Open Doors Project

Artist Statement

The series of 16 panels is designed to tell a non-linear graphic memoir of Powell Street. Each design draws on the aesthetics of traditional Japanese hanafuda flower cards, and in this contemporary rendition repeats the four seasonal B.C. flora motifs of maple leaf, saskatoon berry, cherry blossom, and dogwood flower.
 
Placed along the 300 and 400 blocks of Powell Street are 12 panels, with an additional set of 4 panels at the 400 block of Alexander Street at the Vancouver Japanese Language School and Hall. The panels become a point of reference; a permanent but short entry point into the historical narratives that make up this neighborhood that was once known as "Paueru-gai." Until 1942 the neighborhood was the social and economic centre for Japanese Canadians throughout B.C. and ‘home’ for two generations of Japanese Canadians - around half of the 22,000 of the time.[1] Though it was "home" to many it was also a space of segregation within the city; "Little Tokyo," or "Japtown" as the more hostile termed it. This naming of a neighborhood was both a physical and a social marker, not just the site itself but on the bodies that resided and used this space. Vancouver's Powell Street was the focal point for Japanese activities and was a physical segregation as it was psychical. “And from the physical, the immigrants gained a deep consciousness of their separateness. The area was apart as if a ghetto wall defined it. It was possible to shop at Japanese-owned stores, to live in Japanese-operated boarding houses or hotels, to congregate at street corners, to sit in soft drink and ice cream parlours, to eat traditional Japanese foods in cafes, to go to the Japanese language school and hall close by, to watch the local athletic teams play on the sandlot, to worship in Buddhist temple or Christian church.”[2]
 
The duality of the space; its contradictions and its ability to both include and exclude form a complicated framework for commemorative panels. The context to which this project is framed has also added another questioning - as to who the audience might be? When the panels are situated to mark storefronts of businesses, who stops to take part in the acts of commemoration?
 
The 2011 Open Doors panels that I have created combine a mixture of illustration, oral histories, and archival photographs to provide an entry point into the layered and complex memories and histories of the social and commercial spaces that were used by the Japanese Canadian community and other residents before and after the war. This mixing, of both the history and the playfulness of traced line drawing, forms a post-memory narrative; told by the generation directly removed from the experience of the Japanese Canadian internment and trauma itself.

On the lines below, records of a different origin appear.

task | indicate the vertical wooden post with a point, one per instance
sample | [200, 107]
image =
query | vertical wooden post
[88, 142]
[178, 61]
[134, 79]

The content has been developed by working through what is re-told through both mass media and the stories and silences of the previous generations.[3]  I hope that these panels offer a gesture of remembrance that can be engaged through a self-guided walk through the neighborhood or alongside other guided historical walking tours.
 
By walking along this section of Powell Street, viewers can experience the tracing of a narrative that offers and sketches a memory of the neighborhood from 1900s to present day. By no means a complete narrative, the walking subject shapes his/her own experience of the space through their individual encounter with each or some of these graphic panels in an order they conceive and chart by their own individual experience.    

- Cindy Mochizuki

Reference:
[1] Kobayashi, Audrey. Memories of Our Past: a brief history and walking tour of Powell Street. Vancouver: NRC Publishing. 1992.
[2] Adachi, Ken. The Enemy that Never Was: A History of the Japanese Canadians.  Toronto: McClelland and Stewart,1976
An account of the deplorable treatment inflicted on Japanese Canadians during the World War Two. (131).
[3] Hirsch, Marianne. “Mourning and Postmemory,” and “Past Lives,” Family Frames: Photography, Narrative, and Postmemory.  Cambridge: Harvard University Press. 1997. (22).